- Pois bem! Considera-o da seguinte maneira: há necessidade para o ouvido e para a voz de alguma coisa de espécie diferente para que um ouça e a outra seja ouvida, de modo que, se este terceiro elemento vier a faltar, o primeiro não ouça e a segunda não seja ouvida?
- De modo nenhum - disse ele.
- E julgo que muitas outras faculdades, para não dizer todas, não têm necessidade de nada semelhante. Ou podes citar-me alguma?
- Não - respondeu.
- Mas não sabes que a faculdade de ver e ser visto tem necessidade disso? -Como?
- Admitindo que os olhos são dotados da faculdade de ver, que aquele que possui esta faculdade procura servir-se dela e que os objectos a que a aplica são coloridos, se não intervier um terceiro elemento, sabes que a vista não captará nada e as cores serão invisíveis?
- A que elemento te referes? - perguntou?
- Aquele a que chamas luz - respondi.
- Tens razão.
- Assim, o sentido da vista e a faculdade de ser visto estão unidos por um laço incomparavelmente mais precioso do que o que forma as outras uniões, contanto que a luz não seja desprezada.
- Mas com certeza, está-se muito longe de a desprezar!
- Qual é, então, de todos os deuses do céu, aquele que podes designar como o senhor disto, aquele cuja luz permite que os nossos olhos vejam da melhor maneira possível e que os objectos visíveis sejam vistos?
- O mesmo que tu designarias, assim como toda a gente; porque é, evidentemente, o Sol que tu me pedes que nomeie.
- Agora, não está a vista, pela sua natureza, nesta relação com esse deus?
- Que relação?
- Nem a vista é o Sol, nem o órgão em que ela se forma e a que chamamos olho.
- Por certo que não.
- Mas, de todos os órgãos dos sentidos, o olho é, creio eu, o que mais se assemelha ao Sol. - De longe.
- Pois bem!

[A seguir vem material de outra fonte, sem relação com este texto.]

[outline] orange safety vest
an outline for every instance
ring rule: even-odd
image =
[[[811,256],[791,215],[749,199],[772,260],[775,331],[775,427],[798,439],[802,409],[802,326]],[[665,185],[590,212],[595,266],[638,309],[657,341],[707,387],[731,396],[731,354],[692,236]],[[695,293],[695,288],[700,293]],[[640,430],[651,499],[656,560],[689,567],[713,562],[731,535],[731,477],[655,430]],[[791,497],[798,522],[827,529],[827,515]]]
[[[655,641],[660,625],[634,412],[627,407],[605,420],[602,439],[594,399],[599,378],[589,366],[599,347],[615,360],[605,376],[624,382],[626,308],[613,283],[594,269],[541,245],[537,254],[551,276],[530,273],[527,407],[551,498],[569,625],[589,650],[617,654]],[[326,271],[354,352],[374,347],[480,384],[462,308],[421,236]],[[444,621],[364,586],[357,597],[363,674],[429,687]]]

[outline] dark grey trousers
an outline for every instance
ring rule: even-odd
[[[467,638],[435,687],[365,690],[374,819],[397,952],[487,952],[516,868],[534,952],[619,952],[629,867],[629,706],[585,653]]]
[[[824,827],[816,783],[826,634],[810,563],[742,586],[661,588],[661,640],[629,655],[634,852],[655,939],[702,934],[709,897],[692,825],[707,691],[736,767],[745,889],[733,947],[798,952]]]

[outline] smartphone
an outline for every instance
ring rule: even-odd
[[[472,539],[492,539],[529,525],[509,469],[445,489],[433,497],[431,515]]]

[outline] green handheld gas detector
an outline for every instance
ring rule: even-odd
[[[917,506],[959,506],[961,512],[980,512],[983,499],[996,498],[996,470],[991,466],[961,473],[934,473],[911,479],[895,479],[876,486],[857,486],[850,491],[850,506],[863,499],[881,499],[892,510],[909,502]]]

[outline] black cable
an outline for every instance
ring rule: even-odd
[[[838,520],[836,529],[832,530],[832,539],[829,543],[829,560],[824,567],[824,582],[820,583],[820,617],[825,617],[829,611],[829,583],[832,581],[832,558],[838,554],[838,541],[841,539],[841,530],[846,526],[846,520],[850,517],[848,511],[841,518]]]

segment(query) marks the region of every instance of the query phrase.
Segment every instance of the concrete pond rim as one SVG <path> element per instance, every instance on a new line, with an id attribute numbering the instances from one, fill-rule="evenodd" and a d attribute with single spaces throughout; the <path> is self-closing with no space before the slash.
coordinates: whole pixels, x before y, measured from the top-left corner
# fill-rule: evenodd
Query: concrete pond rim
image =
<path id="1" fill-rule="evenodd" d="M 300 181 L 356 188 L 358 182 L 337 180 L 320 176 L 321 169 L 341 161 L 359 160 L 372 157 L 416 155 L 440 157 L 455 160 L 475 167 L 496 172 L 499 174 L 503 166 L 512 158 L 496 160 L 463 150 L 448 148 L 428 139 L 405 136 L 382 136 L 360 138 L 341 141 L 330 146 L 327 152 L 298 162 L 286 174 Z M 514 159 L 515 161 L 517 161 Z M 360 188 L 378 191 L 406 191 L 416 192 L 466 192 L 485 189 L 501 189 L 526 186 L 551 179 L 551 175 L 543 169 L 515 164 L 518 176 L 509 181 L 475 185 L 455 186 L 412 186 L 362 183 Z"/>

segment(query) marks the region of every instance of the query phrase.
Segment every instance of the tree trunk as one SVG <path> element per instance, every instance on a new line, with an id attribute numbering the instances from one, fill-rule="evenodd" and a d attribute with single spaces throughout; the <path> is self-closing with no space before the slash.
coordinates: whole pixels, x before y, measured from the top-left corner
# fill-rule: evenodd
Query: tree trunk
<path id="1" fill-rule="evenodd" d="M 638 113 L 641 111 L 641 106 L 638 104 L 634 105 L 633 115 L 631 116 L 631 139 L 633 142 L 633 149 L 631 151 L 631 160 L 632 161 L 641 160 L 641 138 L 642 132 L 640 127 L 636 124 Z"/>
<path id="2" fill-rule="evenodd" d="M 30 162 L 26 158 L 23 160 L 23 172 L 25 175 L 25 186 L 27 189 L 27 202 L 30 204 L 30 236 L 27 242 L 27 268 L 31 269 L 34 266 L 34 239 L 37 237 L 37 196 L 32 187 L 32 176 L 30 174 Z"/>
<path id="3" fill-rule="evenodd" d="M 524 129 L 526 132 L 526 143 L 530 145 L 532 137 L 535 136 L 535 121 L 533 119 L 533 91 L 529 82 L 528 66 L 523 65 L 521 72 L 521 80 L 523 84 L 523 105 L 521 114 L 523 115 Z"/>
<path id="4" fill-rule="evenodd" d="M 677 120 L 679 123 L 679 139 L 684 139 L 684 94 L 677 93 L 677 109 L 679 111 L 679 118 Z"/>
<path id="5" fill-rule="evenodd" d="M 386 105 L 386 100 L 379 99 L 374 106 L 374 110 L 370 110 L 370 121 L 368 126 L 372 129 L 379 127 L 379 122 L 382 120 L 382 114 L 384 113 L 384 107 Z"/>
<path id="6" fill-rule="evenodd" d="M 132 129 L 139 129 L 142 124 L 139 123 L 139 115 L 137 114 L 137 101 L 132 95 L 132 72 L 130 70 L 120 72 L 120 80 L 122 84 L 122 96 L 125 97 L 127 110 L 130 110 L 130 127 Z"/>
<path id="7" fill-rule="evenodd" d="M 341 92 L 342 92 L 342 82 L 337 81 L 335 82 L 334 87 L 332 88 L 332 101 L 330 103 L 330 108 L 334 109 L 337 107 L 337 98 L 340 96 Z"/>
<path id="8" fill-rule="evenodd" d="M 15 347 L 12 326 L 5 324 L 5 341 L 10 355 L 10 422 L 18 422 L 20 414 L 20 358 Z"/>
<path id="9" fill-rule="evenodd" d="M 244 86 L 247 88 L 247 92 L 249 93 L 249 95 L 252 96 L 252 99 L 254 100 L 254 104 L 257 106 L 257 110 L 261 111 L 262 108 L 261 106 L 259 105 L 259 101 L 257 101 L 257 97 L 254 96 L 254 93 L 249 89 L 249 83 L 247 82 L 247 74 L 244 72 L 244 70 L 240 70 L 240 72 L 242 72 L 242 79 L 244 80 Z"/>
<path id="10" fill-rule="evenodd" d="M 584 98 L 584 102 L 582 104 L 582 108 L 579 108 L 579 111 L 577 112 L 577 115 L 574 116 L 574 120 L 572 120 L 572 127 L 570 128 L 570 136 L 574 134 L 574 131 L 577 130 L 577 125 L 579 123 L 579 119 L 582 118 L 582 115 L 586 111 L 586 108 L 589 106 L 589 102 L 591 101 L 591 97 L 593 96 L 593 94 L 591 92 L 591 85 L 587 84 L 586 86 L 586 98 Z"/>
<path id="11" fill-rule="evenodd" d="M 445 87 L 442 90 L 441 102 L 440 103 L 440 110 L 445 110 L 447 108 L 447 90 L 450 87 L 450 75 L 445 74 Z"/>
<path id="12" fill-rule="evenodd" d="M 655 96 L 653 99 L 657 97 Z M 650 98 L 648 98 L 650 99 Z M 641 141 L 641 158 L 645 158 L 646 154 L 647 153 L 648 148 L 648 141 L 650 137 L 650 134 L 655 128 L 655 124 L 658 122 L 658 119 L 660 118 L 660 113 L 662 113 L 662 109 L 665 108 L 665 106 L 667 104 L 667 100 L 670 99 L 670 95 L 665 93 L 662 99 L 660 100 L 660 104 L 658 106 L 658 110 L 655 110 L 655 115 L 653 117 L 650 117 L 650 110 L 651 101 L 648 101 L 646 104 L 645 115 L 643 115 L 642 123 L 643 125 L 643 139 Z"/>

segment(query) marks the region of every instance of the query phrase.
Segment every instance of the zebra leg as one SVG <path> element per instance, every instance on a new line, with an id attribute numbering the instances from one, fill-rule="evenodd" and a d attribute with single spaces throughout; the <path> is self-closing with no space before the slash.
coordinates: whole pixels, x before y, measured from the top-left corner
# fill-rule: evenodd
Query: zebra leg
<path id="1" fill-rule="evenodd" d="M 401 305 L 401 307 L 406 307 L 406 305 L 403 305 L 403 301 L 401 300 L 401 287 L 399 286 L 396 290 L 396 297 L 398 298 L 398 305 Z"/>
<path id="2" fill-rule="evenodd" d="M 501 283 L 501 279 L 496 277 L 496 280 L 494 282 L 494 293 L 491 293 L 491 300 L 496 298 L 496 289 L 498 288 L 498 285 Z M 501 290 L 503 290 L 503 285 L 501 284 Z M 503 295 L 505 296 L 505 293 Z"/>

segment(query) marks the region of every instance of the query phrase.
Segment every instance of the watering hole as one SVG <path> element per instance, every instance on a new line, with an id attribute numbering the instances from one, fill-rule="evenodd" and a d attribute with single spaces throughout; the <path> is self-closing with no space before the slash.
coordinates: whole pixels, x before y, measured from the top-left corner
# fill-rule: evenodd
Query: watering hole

A força que possui não lhe vem do Sol, como uma emanação deste?
- Certamente.
- Portanto, o Sol não é a vista, mas, sendo o seu princípio, é apercebido por ela.
- Sim, é - disse ele.
- Fica, pois, sabendo que é a ele que eu chamo filho do bem, que o bem engendrou igual a si mesmo. O que o bem é, no campo da inteligência em relação ao pensamento e aos seus objectos, o Sol é-o no campo do visível, em relação à vista e aos seus objectos.
- Como? - perguntou. - Explica-me isso.
- Sabes - respondi - que os olhos, quando se voltam para objectos cujas cores já não são iluminadas pela luz do dia, mas pela claridade dos astros nocturnos, perdem a acuidade e parecem quase cegos, como se não fossem dotados de visão clara.
- Sei-o muito bem.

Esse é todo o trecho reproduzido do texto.